The zone’s administrative committee is taking action to regain the school, Yan Feng, office director of Weinan Hi-Tech Development Zone’s social affairs bureau, which is in charge of education, told China Daily on Monday.
Those measures include having any construction for the dealership removed from the school, Yan said. In addition, the bureau is urging the village managing committee to rescind the lease and prepare for the students to return.
“The pupils are expected to return to the school before the end of March, for there are a number of matters that need to be worked out between the village and the auto dealer,” Yan said.
The school, Zhaocun Yifu (Run Run Shaw) Primary School, was built in Zhaocun at a cost of 1.9 million yuan ($302,000), of which more than 254,000 yuan was donated from a fund of the Hong Kong philanthropist Run Run Shaw. The rest of the money came from a local government bureau and the village.
Construction was completed by the end of 2009, and about 100 students from the village had lessons in it for two weeks in May 2010. They were then sent back to their old school.
The new building and schoolyard had been rented out by the village committee to the auto dealer for 10 years for 1.75 million yuan.
The village committee said that a high-speed railway about 20 meters from the school grounds is a threat to the students’ safety and the sound of passing trains disturbed the classes.
“In addition, the village owed money to the construction crew, so the village committee decided to temporarily rent the school out to get money to pay the builders,” said Li Wusheng, director of the village’s supervision committee.

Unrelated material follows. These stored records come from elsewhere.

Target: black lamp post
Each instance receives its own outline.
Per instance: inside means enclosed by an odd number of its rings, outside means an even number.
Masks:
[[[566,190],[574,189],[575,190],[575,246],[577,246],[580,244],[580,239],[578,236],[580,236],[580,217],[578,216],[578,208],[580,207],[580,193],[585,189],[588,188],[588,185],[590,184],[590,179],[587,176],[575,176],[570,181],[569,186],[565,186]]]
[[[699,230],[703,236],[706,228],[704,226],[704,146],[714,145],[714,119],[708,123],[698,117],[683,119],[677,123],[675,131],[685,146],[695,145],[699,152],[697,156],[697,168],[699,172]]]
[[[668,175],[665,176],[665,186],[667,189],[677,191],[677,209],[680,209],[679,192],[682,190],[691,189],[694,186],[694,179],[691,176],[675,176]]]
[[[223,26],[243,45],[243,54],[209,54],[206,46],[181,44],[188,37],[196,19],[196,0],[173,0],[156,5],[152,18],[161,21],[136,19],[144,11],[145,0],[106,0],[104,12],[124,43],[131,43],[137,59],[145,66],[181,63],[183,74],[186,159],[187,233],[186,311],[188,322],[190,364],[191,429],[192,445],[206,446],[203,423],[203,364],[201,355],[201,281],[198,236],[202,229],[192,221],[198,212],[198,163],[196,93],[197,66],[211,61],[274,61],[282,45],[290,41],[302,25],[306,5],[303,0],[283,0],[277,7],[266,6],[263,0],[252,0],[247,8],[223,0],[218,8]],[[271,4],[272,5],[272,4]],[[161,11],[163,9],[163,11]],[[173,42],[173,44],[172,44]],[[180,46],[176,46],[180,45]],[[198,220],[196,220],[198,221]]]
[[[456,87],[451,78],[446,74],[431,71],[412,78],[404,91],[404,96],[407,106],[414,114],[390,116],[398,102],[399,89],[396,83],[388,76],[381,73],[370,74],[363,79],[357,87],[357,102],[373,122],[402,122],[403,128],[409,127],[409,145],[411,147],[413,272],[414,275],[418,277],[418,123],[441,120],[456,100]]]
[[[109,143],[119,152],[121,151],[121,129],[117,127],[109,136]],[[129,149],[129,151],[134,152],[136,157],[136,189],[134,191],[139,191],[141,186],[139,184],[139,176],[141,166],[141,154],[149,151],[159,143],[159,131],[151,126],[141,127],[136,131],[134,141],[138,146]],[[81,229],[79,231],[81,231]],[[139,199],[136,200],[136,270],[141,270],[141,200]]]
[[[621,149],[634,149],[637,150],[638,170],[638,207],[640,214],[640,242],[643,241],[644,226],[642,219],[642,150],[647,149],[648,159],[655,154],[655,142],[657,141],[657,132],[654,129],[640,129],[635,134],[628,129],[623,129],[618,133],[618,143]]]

Liang Jun, a lawyer for the auto dealer, said the company did not know the building and yard were built with donations, otherwise they would not have leased it.
“We signed the lease with Zhaocun village committee in August, 2010, and have invested more than 10 million yuan to build the showrooms, repair workshops and warehouses in the school for car business. We hope the government departments involved will safeguard the legitimate interests of both the villagers and our company,” Liang said.
The villagers were angry about the leasing contract, and one of the them, Li Xiuxiu, said that the classrooms in the old school were unstable and the ground would shift and sink during rainy days.
According to the administrative committee of Weinan Hi-Tech Development Zone, where the village is located, the former village leader has been suspended and the village committee’s three-year term is coming to an end.
“The school’s lease and any negotiations involved in the matter should be dealt with after the election of a new village committee, and we will urge that committee to correct it as soon as possible,” Yan said.
“China’s Education Law clearly states that donated property should be used in accordance with the purpose that was intended,” said Zeng Jia, deputy director of Law School in Northwest University in Xi’an, capital of Shaanxi province.